Three new titles in Crabtree’s “The Lands, Peoples, and Cultures” series, Vietnam: The Land, Vietnam: The People, and Vietnam: The Culture are the products of team-based research and writing, co-ordinated by prolific editor-in-chief, Bobbie Kalman. Vietnam: The Land offers an overview of the country’s history and geography. Vietnam: The People provides a glimpse of how the Vietnamese live, work, and play. Vietnam: The Culture touches on the ways art, food, fashion, and religion express and celebrate what it means to be Vietnamese. Each of the books can stand alone. However, readers fortunate enough to encounter them in a “land, people, culture” sequence are more likely to pick up on the sense of initial discovery and subsequent peeling-back of layers that is key to both good travel and effective learning.
There are elements of these new books that delight. Visually, all three books are impressive. In keeping with the series’ established look, each front cover features an outstanding coloured photograph. Between the covers, on average, at least half of every two-page spread is dedicated to high-quality, attractively arranged, and well-documented colour photos. This pictorial feast will delight readers for whom “a picture’s worth a thousand words.” However, the overall brevity of the 32-page books will cause others to rate the picture-to-text ratio as high, possibly even too high.

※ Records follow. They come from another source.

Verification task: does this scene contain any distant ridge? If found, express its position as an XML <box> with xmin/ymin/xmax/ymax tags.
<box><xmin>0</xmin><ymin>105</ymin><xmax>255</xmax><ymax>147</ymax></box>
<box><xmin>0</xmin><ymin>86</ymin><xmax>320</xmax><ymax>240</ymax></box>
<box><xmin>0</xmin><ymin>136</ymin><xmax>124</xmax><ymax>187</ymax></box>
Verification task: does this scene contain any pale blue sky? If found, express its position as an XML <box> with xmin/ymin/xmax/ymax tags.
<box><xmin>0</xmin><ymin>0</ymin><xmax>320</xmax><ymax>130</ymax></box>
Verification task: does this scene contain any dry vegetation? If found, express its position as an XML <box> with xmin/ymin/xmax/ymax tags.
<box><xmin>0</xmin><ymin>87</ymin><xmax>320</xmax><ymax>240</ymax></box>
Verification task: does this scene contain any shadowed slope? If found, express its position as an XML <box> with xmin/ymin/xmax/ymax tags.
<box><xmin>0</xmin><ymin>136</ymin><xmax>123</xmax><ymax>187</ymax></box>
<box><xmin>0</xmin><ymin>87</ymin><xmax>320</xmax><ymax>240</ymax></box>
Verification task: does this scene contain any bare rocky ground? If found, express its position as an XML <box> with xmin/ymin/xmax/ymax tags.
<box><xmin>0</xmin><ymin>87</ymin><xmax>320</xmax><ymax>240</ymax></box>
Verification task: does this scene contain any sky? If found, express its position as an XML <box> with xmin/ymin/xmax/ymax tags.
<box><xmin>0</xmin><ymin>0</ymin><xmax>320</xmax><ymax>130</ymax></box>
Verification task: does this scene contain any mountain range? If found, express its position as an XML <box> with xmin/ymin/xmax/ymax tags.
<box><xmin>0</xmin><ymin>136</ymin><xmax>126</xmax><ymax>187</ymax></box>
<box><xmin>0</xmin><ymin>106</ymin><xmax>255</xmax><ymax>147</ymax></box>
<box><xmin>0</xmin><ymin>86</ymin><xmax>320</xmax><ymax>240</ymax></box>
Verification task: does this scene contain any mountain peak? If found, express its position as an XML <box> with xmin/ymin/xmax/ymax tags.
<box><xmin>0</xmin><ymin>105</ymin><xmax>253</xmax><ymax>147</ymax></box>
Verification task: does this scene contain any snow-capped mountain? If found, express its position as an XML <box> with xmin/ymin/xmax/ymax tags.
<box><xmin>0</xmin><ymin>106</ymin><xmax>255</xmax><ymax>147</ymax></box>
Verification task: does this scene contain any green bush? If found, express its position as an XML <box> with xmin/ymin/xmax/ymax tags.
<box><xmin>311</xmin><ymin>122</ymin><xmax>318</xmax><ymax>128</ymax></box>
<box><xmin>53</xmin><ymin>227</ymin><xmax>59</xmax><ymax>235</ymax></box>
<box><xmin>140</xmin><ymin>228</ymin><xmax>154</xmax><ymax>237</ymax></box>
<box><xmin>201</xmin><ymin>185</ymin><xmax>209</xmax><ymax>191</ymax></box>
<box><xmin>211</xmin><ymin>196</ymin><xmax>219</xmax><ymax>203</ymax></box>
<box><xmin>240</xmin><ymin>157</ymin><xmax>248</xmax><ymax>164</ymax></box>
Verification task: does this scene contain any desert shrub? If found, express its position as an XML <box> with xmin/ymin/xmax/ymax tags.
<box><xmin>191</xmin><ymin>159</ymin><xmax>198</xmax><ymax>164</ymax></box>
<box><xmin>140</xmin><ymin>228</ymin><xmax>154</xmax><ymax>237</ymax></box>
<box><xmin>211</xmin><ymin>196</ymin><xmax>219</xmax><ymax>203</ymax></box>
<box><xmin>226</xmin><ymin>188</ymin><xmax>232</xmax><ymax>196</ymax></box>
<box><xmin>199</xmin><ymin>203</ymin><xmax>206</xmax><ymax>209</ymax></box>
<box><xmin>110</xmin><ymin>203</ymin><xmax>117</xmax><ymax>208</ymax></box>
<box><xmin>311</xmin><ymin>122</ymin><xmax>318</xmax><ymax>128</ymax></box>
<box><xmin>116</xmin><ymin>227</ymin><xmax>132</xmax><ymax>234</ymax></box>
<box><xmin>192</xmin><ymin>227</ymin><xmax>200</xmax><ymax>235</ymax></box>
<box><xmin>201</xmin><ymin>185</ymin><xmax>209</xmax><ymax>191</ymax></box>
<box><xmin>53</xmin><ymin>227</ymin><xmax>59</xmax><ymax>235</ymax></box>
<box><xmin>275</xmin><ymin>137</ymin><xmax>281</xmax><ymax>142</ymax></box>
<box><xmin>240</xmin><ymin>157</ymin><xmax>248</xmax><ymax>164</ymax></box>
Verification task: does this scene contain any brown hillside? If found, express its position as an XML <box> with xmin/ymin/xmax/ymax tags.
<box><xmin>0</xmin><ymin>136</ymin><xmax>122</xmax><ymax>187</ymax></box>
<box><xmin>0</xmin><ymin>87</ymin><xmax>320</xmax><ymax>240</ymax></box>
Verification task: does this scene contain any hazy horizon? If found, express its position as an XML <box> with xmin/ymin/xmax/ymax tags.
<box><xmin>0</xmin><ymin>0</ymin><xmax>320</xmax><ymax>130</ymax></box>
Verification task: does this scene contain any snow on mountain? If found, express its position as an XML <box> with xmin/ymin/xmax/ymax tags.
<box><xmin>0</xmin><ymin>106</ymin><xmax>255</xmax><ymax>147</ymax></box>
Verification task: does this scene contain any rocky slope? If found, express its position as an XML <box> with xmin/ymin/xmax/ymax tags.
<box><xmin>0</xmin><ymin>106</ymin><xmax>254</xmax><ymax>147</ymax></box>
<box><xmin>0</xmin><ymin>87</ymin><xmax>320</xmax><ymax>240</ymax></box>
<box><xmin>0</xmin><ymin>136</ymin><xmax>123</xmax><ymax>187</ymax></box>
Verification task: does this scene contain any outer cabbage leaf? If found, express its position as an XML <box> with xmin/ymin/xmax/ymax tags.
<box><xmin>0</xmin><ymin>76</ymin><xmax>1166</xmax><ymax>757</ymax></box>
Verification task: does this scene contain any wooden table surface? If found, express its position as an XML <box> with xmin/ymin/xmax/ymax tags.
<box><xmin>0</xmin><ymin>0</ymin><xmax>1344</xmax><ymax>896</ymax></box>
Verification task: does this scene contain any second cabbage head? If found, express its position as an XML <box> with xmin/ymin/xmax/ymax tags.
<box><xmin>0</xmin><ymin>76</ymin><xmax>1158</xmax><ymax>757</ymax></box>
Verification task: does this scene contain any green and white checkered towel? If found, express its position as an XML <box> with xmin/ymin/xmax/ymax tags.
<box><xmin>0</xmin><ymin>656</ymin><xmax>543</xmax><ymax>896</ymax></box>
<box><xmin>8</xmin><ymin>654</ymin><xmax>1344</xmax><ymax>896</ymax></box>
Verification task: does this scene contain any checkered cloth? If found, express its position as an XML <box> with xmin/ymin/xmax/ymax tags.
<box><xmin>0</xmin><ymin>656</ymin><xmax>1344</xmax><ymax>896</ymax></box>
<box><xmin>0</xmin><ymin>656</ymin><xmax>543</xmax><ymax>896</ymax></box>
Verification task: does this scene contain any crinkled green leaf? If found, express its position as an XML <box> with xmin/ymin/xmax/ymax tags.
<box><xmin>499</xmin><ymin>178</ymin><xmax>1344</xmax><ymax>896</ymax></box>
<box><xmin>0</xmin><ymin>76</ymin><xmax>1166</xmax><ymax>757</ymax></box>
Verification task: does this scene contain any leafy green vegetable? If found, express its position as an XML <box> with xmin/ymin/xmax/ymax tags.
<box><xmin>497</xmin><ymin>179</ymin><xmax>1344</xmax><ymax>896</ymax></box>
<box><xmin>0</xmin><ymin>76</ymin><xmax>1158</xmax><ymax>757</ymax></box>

The Vietnam trilogy is written at an introductory level at best. Kalman and crew have assembled basic facts competently but demonstrate little flair for presentation. The traditional delivery of sentences in compact paragraphs lacks the pizzazz most eight to 12-year-old readers of contemporary non-fiction have become accustomed to. The minimal use or absolute absence of such value-added features as sidebar highlights, trivia bullets, fact summaries, hands-on activities, and further reading lists could cause institutional customers to investigate the market more fully before making their purchase decisions.
The Vietnam trilogy is also weakened by a number of curious editorial and design oversights and omissions. Interesting information about cover and title page photos, available on the flip side of the title page, isn’t labelled or highlighted in any way. Few readers are likely to find it as it is effectively hidden among acknowledgments, credits, and bibliographic detail. Similarly, another “buried” verso note advises that the illustration gracing the books’ back covers depicts a sarus crane, a symbol of loyalty and long life. Readers who stumble on the note will be disappointed that nowhere in any of the three books is there any other reference to the bird or the folklore associated with it. Further contributing to the impression of somewhat higgledy-piggledy production is the intriguing but unexplained and inconsistent use of artistic motifs to emphasize subject headings.
Most glaring, though, is an unexplained bolding of words throughout the texts of all three of the Vietnam books. Educated readers are likely to assume, given that the books have glossaries, that the bolding signals a glossary listing. This is not consistently the case, however. When editors and publishers purport to provide reading and learning supports such as bold print and glossaries, they owe young readers context, clear direction, and consistency.
The primary strengths of Vietnam: The Land, Vietnam: The People, and Vietnam: The Culture are their visual appeal, their up-to-date information about Vietnam, and the reasonable cost of the paperback editions. Anyone interested in more detail, a more contemporary style and presentation format, more editorial commitment, and single rather than multiple volume coverage for eight to 12-year-olds may want to check out Hamish Hamilton’s Focus On… series, Wayland’s Countries of the World series, and Gareth Stevens’ Children of the World series.